Читаем Театральные портреты. полностью

Его ум был ли глубок? Я не знаю. Но он был интересен. В его уме была какая-то самобытность. Далматов всегда подходил к делу, к людям с какой-то совершенно особой стороны. Он мог что-нибудь «брякнуть», но никогда за всю жизнь свою он не сказал банальности. Он мог быть тяжел по характеру в иных случаях жизни, но красота формы, в которую облекались его поступки, сама по себе была драгоценна, как настоящее произведение искусства. Он говорил иногда правду в такой тонкой, изящно-остроумной форме, что недалеким людям правда эта могла показаться лестью. Вообще его ум совершал какую-то чрезвычайно оригинальную, одному Далматову свойственную работу. Доставляло порой большое удовольствие проследить ход его силлогизмов и рассуждений — до того смел и необычен был логический механизм его мысли. Я знавал ограниченных людей, которым Далматов казался просто недалеким, но я не знаю ни одного истинно умного человека, который не считал бы Далматова умницей, и притом очаровательным умницей. Его ум был капризен и игрист, как шампанское, иногда тяжел, когда не зажигался, и всегда своеобразен.

Настоящая фамилия Далматова была Лучич. Он не был русский по происхождению, да оно и было видно по всему. Когда он рассказывал, что фамилия Лучич насчитывает среди своих предков полководцев, сражавшихся чуть ли не при Александре Македонском, и писал в своей автобиографии, что его предки «охраняли мир», «вносили просвещение, представительствовали во время аристократической республики Далмации и Венецианской {174} республики, считаясь первыми моряками парусного флота», и что отец Василия Пантелеймоновича одесский негоциант, продолжал морскую службу и в севастопольскую войну был атакован на своих судах и взят в плен, почему тяготение Василия Лучича к морю является наследственной, так сказать, традицией, — то приятели и собутыльники Василия Пантелеймоновича смеялись и либо говорили: «Ну, будет врать-то!», либо так думали. Но я этому верил, то есть в общих чертах, разумеется. Про Александра Македонского оно, может быть, было и не так, история генералов Александра Македонского недостаточно известна, — но что в Далматове была раса — это бесспорно.

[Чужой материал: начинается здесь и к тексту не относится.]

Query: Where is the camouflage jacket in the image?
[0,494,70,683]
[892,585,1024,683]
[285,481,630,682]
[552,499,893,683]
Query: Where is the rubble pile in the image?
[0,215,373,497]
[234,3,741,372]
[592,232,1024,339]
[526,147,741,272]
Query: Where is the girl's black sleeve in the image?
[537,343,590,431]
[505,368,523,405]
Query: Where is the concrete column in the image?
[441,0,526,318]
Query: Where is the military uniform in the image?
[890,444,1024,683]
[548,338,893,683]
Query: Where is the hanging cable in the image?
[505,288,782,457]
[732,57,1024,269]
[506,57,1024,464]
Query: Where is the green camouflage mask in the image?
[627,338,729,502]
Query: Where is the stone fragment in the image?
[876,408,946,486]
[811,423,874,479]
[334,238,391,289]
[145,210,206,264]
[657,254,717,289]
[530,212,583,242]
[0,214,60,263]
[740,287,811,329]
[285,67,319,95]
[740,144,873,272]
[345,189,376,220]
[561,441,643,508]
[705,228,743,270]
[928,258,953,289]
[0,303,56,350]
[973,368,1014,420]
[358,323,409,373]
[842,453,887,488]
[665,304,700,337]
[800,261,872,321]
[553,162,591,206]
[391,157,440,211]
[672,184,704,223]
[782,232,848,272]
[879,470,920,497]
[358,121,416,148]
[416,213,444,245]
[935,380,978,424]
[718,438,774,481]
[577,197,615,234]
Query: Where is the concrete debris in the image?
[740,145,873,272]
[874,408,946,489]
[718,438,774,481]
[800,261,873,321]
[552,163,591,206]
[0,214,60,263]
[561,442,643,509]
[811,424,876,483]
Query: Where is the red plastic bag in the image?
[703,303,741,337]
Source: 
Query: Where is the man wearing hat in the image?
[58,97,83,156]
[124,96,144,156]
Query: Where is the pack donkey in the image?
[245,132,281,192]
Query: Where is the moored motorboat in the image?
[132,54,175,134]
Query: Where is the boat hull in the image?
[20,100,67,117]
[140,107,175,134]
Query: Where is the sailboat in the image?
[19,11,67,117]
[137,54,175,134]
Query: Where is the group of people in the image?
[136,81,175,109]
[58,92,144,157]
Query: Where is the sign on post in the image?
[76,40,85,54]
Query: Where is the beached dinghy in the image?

Он был породист — фигурой, лицом, повадкой, оскалом рта, врожденным изяществом манер. Его появление в обществе, где он был всегда желанным гостем, означало появление живописной, оригинальной фигуры, какого-то поэта жизни, изящного ее избранника, во вкусе Петрония. Далматов казался вообще римлянином эпохи расцвета греко-римской культуры. Я помню его в роли Марка Великолепного в «Новом муже». Он переживал в то время глубокую личную драму. Но он владел собой, как римлянин. Когда в антракте он поведал мне историю печальную, как могила, я, глядя на мужественное лицо, на котором он быстро накладывал какую-то тень, сказал ему:

— Как вы похожи сейчас на стоика.

В это время раздался звонок «на сцену». Он пожал мне руку и, оправляя красную тогу, молвил глубоким, теплым от волнения, но ровным, мужественным голосом:

— Актер должен всегда иметь наготове чемодан и исповедовать философию стоицизма.

— Ане эпикурейства? — вставил я.

Он с ласковой укоризной покачал головой и исчез {175} в шумном коридоре. И его необузданный нрав, когда он в молодые годы был усердным жрецом Вакха и Киприды, нисколько этому образцу не противоречил. И тут — в этой черте, в этой подробности — был атавизм, как и во всем его римском профиле и петронианском складе. Атавизм «божественного» Аполлона — с одной стороны, и козлоногого Диониса — с другой. Если допустить, как редкое исключение, возрождение старого, давно умершего мира в отдаленном потомке, то нужно допустить его во всем, во всех его началах, во всей его природе. И Петрония с венком на пиру избранных, и пьяного вакханта с гроздьями винограда, выпачканного землей во время священной сатурналии.

Молодость Далматова, да, пожалуй, и вся жизнь его была чрезвычайно сложна и разнообразна. Он познал всю «гамму ощущений», как говорит зудермановская Магда. Был беден, странствовал по шпалам, был буен и горд, любил, страдал, писал пьесы, статьи, увлекался общественной деятельностью, стремился в недоступные сферы, искал новых путей для дарования, вкусил и от тщеславия, и от самолюбия, и от «чаши власти». Он прожил один двадцать человеческих жизней.

Жизнь он любил страстно. Это была основная черта его натуры. Мысль о старости была для него невыносима. Ему было уже шестьдесят лет, но он старательно выпрямлял стан — не из кокетства актера, а из страха перед призраком старости и бездеятельности.